Overloading the indirection operator in c++ [duplicate]

Question

This question already has answers here:

How to overload the indirection operator? (C++) (2 answers)

Closed 7 years ago.

my problem is a simple one. I have a class template that holds a pointer to a dynamically allocated type. I want to overload the indirection operator so that referring to the class template instance with the -> operator I get redirected as if I use the pointer contained within directly.

template<class T>
class MyClass
 {
  T *ptr;
  ...
  // created dynamic resource for ptr in the constructor
 };

Create myclass of some type:

MyClass<SomeObject> instance;

So what I want is instead of having to type:

instance.ptr->someMemberMethod();

I simply type:

intance->someMemberMethod();

Even thou instance is not a pointer it behaves as if it is the pointer instance contains. How to bridge that gap by overloading the operator?

Answer 1

You can just overload operator-> and operator*:

template<class T>
class MyClass
{
    T* ptr;

public:
    T* operator->() {
        return ptr;
    }

    // const version, returns a pointer-to-const instead of just a pointer to
    // enforce the idea of the logical constness of this object 
    const T* operator->() const {
        return ptr;
    }

    T& operator*() {
        return *ptr;
    }

    // const version, returns a const reference instead of just a reference
    // to enforce the idea of the logical constness of this object
    const T& operator*() const {
        return *ptr;
    }
};

Note that, due to a design decision by the creator of the language, you can't overload the . operator.

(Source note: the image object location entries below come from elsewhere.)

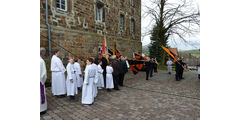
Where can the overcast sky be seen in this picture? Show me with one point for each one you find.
(193, 41)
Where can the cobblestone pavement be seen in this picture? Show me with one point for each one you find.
(159, 98)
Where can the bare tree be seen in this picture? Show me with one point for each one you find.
(172, 18)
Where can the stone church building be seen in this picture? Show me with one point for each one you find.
(79, 25)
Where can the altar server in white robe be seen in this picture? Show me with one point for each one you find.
(43, 77)
(89, 77)
(95, 91)
(58, 76)
(109, 77)
(100, 83)
(169, 64)
(78, 73)
(71, 81)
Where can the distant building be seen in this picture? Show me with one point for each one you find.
(78, 25)
(174, 50)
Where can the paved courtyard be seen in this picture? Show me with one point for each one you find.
(159, 98)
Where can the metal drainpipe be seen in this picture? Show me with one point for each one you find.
(49, 32)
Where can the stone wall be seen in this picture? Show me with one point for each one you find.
(77, 29)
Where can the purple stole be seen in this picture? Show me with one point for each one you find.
(42, 93)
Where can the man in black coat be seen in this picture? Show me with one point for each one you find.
(122, 70)
(104, 66)
(155, 64)
(181, 69)
(147, 67)
(151, 66)
(178, 69)
(115, 73)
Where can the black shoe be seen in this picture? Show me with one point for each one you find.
(43, 112)
(72, 97)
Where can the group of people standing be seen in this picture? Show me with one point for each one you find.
(179, 68)
(99, 73)
(149, 66)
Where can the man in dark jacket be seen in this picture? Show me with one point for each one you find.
(151, 66)
(155, 64)
(122, 70)
(115, 73)
(104, 65)
(178, 69)
(147, 68)
(181, 69)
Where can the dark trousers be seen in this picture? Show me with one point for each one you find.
(147, 74)
(121, 79)
(115, 82)
(155, 69)
(178, 75)
(104, 78)
(151, 71)
(181, 74)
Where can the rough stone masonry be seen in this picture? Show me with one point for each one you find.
(78, 25)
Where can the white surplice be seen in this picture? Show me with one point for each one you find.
(78, 74)
(43, 78)
(87, 90)
(95, 90)
(169, 63)
(109, 77)
(100, 77)
(58, 77)
(71, 86)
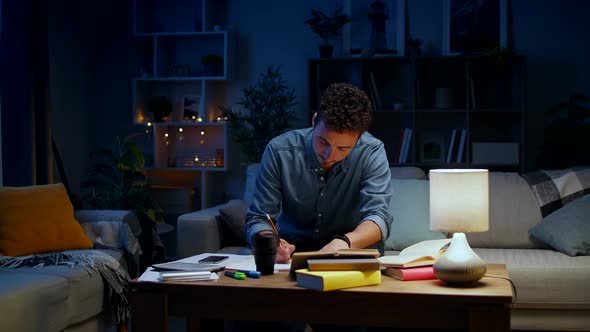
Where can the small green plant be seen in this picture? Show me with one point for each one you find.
(115, 181)
(160, 107)
(566, 140)
(212, 59)
(268, 106)
(325, 26)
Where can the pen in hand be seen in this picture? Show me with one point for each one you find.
(272, 224)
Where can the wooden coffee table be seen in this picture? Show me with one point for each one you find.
(484, 306)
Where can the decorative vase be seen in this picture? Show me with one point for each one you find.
(326, 51)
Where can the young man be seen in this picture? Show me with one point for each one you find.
(327, 186)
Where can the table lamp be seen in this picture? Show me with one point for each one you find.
(459, 202)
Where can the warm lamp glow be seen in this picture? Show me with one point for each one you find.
(459, 202)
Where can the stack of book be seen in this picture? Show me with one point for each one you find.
(187, 276)
(414, 262)
(331, 271)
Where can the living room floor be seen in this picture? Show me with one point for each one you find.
(177, 324)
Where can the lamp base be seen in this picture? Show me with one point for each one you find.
(459, 264)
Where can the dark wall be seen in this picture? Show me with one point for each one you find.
(92, 59)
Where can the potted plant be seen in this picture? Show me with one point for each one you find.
(160, 107)
(327, 27)
(115, 181)
(213, 64)
(269, 113)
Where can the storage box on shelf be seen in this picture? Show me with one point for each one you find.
(181, 75)
(432, 111)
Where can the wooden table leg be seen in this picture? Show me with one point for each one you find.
(149, 312)
(195, 324)
(489, 319)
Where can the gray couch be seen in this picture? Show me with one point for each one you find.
(553, 289)
(63, 298)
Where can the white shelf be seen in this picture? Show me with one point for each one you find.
(173, 37)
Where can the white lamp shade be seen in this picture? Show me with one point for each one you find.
(459, 200)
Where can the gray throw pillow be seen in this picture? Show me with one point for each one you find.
(410, 208)
(233, 217)
(567, 229)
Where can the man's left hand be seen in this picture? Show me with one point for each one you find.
(335, 244)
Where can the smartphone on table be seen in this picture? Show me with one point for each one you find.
(213, 259)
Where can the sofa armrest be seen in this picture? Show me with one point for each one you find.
(125, 216)
(114, 229)
(199, 232)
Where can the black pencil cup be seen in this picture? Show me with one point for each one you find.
(265, 252)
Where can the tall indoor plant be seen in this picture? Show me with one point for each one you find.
(327, 27)
(115, 181)
(267, 113)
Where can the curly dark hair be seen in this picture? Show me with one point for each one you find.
(345, 107)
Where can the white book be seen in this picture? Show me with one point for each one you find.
(461, 145)
(450, 151)
(378, 105)
(194, 275)
(408, 141)
(404, 146)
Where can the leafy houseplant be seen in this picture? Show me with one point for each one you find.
(268, 104)
(160, 107)
(327, 27)
(567, 135)
(213, 64)
(115, 181)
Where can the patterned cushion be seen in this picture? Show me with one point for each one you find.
(567, 229)
(556, 188)
(234, 222)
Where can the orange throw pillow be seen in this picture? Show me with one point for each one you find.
(38, 219)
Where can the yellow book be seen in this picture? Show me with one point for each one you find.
(330, 280)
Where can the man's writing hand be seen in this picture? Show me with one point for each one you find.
(284, 251)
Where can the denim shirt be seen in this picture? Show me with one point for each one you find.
(311, 206)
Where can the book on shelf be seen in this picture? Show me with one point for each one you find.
(186, 276)
(461, 145)
(399, 145)
(411, 273)
(330, 280)
(299, 259)
(407, 144)
(373, 87)
(420, 254)
(343, 264)
(451, 146)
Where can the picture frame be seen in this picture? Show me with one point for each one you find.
(191, 108)
(358, 38)
(432, 149)
(469, 27)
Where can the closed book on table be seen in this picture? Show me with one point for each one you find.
(343, 264)
(299, 259)
(411, 273)
(330, 280)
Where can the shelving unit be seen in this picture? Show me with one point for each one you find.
(434, 97)
(189, 145)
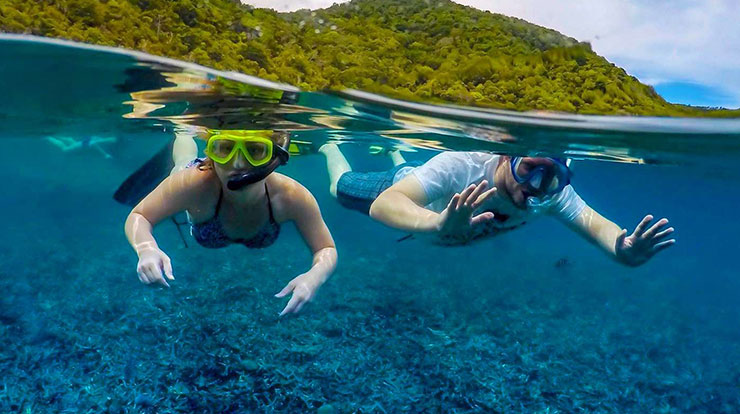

Also, you might think that operator* would overload the multiplication operator instead of the dereference operator. However, this is not the case, because the multiplication operator takes a single argument (while the dereference operator takes no arguments), and because of this, the compiler can tell which one is which.

Finally, note that operator-> returns a pointer but operator* returns a reference. It's easy to accidentally confuse them.

Answer 2

Overload the -> operator:

template <typename T> class MyClass
{
    T * p;
public:
    T       * operator->()       { return p; }  // #1
    T const * operator->() const { return p; }
};

Note that both overloads don't mutate the object; nonetheless we decide to make #1 non-const, so that we bequeath constness of the object onto the pointee. This is sometimes called "deep constness propagation" or something of this sort. The language D takes this much further.

Answer 3

The member access operator can be overloaded to return a pointer to the object to be accessed:

T * operator->() {return ptr;}
T const * operator->() const {return ptr;}

You might also want the deference operator, to make it feel even more like a pointer; this returns a reference instead:

T & operator*() {return *ptr;}
T const & operator*() const {return *ptr;}